The use of an implanted pacemaker to alter the heart rate during testing is often necessary to achieve target heart rate in the presence of atrioventricular block, even if pharmacologic stress is being used. Ventricular stimulation produces dyssynchronous contraction, but interpretable images are obtainable if image quality is sufficient to evaluate thickening, and atrial pacing poses no problems for interpretation.³⁹ The test endpoints are the same as those for other nonexercise stressors; in the absence of these endpoints, pacing at peak heart rate is continued for 3 minutes. No protocol has been uniformly accepted. We use pacing in combination with dobutamine in order to obtain the inotropic response to stress, and therefore maintain a 3-minute incremental protocol when pacing is added, usually starting at 100 beats per minute.

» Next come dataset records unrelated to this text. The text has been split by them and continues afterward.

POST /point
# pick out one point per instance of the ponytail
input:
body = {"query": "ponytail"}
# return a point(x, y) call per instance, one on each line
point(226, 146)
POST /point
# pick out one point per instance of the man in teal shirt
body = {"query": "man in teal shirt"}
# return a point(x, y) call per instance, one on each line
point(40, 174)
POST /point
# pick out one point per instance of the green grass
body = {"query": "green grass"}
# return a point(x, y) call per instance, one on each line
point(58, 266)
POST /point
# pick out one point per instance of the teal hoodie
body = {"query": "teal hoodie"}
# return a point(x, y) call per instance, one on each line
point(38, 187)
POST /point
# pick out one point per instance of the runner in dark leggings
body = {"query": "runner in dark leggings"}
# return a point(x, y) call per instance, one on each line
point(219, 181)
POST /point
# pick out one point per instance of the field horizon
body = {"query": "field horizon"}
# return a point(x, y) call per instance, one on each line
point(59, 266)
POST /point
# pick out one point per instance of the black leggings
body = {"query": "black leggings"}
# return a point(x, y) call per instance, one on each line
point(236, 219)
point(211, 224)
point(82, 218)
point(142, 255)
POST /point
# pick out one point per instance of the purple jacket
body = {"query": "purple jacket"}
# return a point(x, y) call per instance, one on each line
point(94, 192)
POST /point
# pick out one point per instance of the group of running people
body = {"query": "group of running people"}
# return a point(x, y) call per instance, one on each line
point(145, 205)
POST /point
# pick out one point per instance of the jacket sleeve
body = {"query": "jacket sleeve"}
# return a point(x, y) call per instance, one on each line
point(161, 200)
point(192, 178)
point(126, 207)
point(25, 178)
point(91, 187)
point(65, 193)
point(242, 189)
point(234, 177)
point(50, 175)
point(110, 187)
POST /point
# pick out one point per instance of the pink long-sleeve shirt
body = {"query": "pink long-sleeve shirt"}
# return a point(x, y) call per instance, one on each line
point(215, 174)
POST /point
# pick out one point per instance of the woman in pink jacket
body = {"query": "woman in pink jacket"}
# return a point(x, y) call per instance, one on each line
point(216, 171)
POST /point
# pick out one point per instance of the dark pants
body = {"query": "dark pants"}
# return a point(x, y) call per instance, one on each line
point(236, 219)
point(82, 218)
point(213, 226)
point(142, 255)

Transesophageal pacing requires topical pharyngeal anesthesia and mild sedation and is rarely used. Use of a short protocol minimizes the risk of electrode movement and loss of capture. Atropine is often required to overcome atrioventricular block.

Hemodynamic Responses

The hemodynamic response to pacing is more controllable than with pharmacologic agents. Heart rates of 160 beats per minute are attainable, but systolic blood pressure is stable, giving a rate-pressure product of less than 20,000. Use of transesophageal pacing in an awake patient may itself provoke hemodynamic changes and hence ischemia, so that “resting” transesophageal echocardiographic images may not be truly acquired at rest.

Side Effects

Fewer side effects occur during transesophageal pacing than with pharmacologic stress. Esophageal discomfort, gagging, or nausea are uncommon with modern pacing electrodes. Angina may be provoked by stress but is usually self-limiting after cessation of pacing. Atrial flutter or fibrillation may also be precipitated. Esophageal injury is theoretically possible in response to high levels of stimulation over a prolonged period, but this has not been reported.